García Arroyo then took charge of Club Hispania de Almería (1963–64), Béjar (1964–65), and Real Unión (1966–67), leading the latter two clubs to a promotion to the second division, but like Logroñés and Alavés, he left before he could finally make his debut there. After Unión, he returned to Logroñés, which was back in the third division, but this time the club finished in eight with 31 points, coaching his last Logroñés match against Mondragón CF on 28 April 1968, which ended in a 4–0 win. He later recalled that during his time at Logroñés, he received 40,000 pesetas as a token and 5,000 pesetas in salary.

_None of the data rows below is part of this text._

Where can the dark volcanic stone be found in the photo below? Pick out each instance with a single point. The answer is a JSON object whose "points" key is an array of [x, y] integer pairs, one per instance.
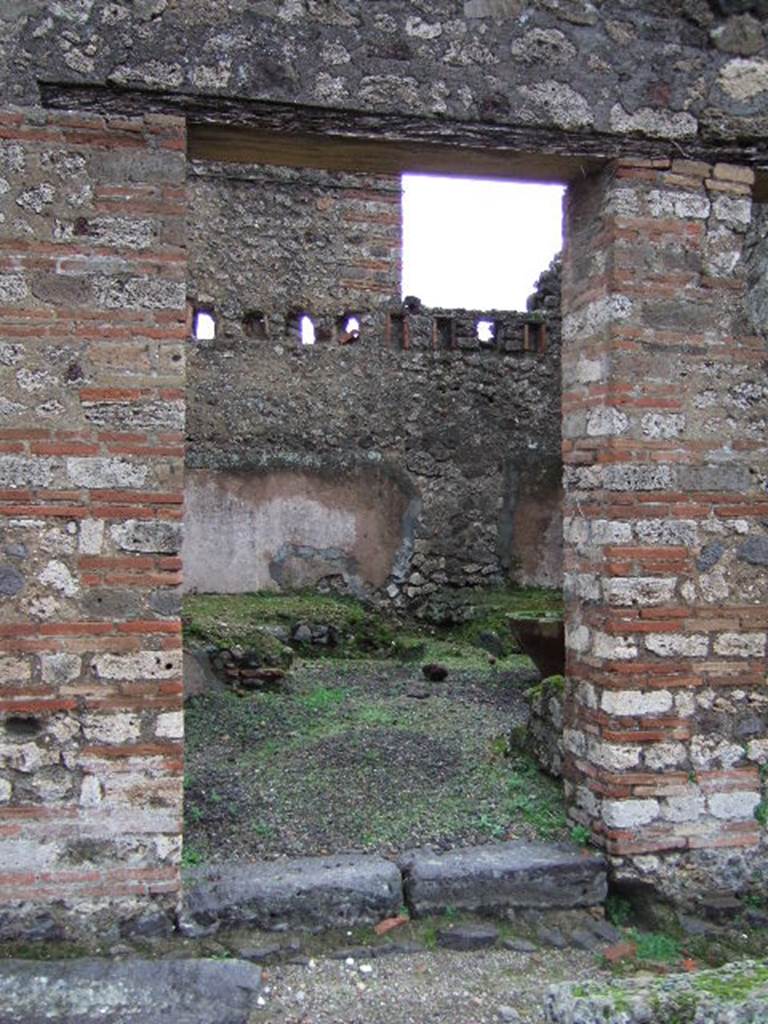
{"points": [[605, 931], [434, 673], [552, 937], [502, 876], [87, 991], [544, 642], [755, 551], [464, 937], [11, 581], [582, 938]]}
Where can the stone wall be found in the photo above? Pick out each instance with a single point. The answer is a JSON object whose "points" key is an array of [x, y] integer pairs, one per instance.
{"points": [[459, 438], [666, 487], [664, 424], [93, 327]]}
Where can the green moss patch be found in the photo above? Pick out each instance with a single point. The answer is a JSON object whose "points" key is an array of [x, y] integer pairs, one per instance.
{"points": [[363, 756]]}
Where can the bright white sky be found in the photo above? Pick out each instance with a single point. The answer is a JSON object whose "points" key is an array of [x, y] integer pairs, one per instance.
{"points": [[474, 244]]}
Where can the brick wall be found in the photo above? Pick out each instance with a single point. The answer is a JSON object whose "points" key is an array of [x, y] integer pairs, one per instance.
{"points": [[464, 432], [92, 296], [667, 546]]}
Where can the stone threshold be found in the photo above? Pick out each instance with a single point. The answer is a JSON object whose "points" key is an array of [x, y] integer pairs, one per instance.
{"points": [[317, 893]]}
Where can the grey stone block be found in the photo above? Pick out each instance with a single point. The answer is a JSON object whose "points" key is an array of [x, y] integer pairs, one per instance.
{"points": [[86, 991], [505, 875], [303, 892]]}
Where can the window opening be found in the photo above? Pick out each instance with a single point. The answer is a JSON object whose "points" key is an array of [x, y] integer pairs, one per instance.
{"points": [[397, 332], [477, 244], [254, 325], [204, 325], [485, 332]]}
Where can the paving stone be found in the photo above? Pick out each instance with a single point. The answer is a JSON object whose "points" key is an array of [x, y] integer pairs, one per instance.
{"points": [[519, 945], [604, 930], [102, 991], [552, 937], [465, 937], [503, 876], [269, 954], [395, 948], [302, 892]]}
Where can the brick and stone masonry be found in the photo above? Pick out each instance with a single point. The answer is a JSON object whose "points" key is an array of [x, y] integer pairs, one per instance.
{"points": [[92, 312], [413, 463], [666, 514]]}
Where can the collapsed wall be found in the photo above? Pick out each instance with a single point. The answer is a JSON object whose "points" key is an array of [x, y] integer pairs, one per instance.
{"points": [[402, 459], [654, 112]]}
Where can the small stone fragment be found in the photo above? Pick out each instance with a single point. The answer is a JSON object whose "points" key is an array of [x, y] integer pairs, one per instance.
{"points": [[434, 672], [389, 923], [519, 945], [552, 937]]}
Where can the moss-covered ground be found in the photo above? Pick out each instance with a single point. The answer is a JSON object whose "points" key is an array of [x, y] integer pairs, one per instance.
{"points": [[357, 751]]}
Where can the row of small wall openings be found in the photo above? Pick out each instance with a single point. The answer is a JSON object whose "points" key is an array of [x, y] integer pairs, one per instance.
{"points": [[467, 243]]}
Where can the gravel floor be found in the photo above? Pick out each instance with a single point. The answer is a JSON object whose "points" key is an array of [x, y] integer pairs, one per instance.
{"points": [[439, 987], [363, 756]]}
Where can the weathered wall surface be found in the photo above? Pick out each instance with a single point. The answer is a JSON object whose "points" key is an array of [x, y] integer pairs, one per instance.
{"points": [[667, 545], [92, 293], [471, 430]]}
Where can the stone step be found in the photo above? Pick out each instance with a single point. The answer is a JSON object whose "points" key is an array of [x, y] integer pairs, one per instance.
{"points": [[302, 892], [503, 876], [100, 991]]}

In 1969, García Arroyo was then appointed to the helm of UD Plasencia, when the team played in group 8 of the Third Division, and although he could not avoid relegation despite being tenth (that year 12 of the 20 teams were relegated), he decided to continue one more season, now in the Extremadura Preferential Regional, in which Plasencia finished fifth. He went on to manage Béjar (1971–72), Talavera CF (1972–73), CF Salmantino (1973–74), SD Ponferradina (1976–77), Talavera CF (1977–78), SD Gimnástica Arandina (1981–82), and CD Toledo (1982–83), but he was unable to last any longer than a single season in any of them. He was a sports commentator on La Voz del Tajo at the end of the 80s. He also coached Real Ávila CF and in 2014, at the age of 84, he was appointed as manager of Toledo-based CD Pueblanueva.

==Outside football==
In addition to football, García Arroyo was also a physical education teacher and the owner of his gym on Gaspar Duque de Guzmán Street. For twelve years he visited Colombia, through Coldeportes, to give a series of courses and conferences, most notably to national coaches. Between 1973 and 1975 he was director of the Colombian Coaching School with a scholarship from the DND.

As of 2011, he was holding the position of director of the Talavera Coaching School, within the Toledo subdelegation.

==Death==
García Arroyo died in Talavera de la Reina on 20 March 2021, at the age of 91. His funeral took place on the following day at 11 am.